Friday, March 25, 2011
Breaded Pork Chop with Sauteed Apples and Potatoe
Ingredients
pork chops
olive oil
3 tablespoons butter
1/2 cup flour
1 egg
3 tablespoons milk
1/2 cup breadcrumbs
salt and pepper
fingerling potatoes (steamed 20 min, peeled)
2 granny smith apples (peeled, cored, and cut into 6 pieces)
12 sage leaves
2 garlic cloves (crushed)
1/3 cup white wine
1/3 cup chicken stock
To make pork chops...
Preheat oven to 170 C. With a meat hammer pound chops to make a little thinner. Using three separate plates, on one plate put the flour seasoned with salt and pepper, on another whisk together the milk and egg, and on the third place the breadcrumbs. First dip the pork chops in the flour, then in the egg mixture, and last dip in breadcrumbs so they are evenly coated. Heat 1/3 cup of olive oil and 1 tablespoon of butter in a large frying pan. When the oil is hot add the chops and cook on each side until golden brown and crispy. Once the chops are browned place on a baking tray and bake in the oven for at least 5 minutes so the meat cooks all the way through.
To make apples and potatoes...
Add 1 tablespoon of butter, olive oil, apples, potatoes, garlic, and sage to a pan.
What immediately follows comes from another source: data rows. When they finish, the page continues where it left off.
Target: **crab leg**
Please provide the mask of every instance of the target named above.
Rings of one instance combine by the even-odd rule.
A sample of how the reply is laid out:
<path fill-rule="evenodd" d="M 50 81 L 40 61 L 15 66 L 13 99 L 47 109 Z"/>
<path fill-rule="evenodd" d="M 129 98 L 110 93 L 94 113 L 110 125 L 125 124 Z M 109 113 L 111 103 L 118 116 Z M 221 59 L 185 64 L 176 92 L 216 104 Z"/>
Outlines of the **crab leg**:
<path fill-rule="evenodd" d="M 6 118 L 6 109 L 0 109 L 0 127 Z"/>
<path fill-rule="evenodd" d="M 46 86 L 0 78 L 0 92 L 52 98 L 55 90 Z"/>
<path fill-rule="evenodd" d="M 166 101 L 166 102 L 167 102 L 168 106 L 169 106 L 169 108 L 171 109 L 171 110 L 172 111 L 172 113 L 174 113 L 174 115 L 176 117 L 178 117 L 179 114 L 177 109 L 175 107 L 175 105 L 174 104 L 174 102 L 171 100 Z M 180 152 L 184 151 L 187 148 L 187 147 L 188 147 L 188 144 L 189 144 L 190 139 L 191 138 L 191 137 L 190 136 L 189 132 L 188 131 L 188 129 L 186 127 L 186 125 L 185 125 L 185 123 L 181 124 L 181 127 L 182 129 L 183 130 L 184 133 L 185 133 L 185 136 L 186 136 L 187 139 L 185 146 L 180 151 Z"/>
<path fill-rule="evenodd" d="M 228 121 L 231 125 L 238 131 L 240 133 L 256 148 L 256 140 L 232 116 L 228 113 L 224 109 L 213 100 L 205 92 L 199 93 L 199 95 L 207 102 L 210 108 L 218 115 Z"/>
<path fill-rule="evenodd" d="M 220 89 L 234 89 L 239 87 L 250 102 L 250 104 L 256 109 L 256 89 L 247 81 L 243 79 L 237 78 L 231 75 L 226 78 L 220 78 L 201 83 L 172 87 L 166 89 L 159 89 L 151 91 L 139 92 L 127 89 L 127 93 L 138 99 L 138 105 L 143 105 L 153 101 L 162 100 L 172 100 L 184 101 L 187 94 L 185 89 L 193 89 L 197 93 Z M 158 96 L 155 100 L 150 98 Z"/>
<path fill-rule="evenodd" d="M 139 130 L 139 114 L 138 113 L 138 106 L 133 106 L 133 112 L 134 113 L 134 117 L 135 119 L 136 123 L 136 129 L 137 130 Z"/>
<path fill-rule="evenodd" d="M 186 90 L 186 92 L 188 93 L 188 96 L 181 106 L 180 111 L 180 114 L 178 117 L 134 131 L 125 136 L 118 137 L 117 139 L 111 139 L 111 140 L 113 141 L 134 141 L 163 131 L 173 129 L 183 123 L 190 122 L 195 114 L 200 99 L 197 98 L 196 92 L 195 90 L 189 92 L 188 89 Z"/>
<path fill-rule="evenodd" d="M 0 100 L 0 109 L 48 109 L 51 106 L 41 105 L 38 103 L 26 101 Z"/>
Cook on medium heat until butter has turned slightly golden. Then add wine and cook for 2 minutes. Next add the chicken stock and cook for another 2 minutes. Potatoes and apples should be sauteed and tender. Finish by stirring in another tablespoon of butter.
Serve pork chops with sauteed apples and potatoes with a wedge of lemon.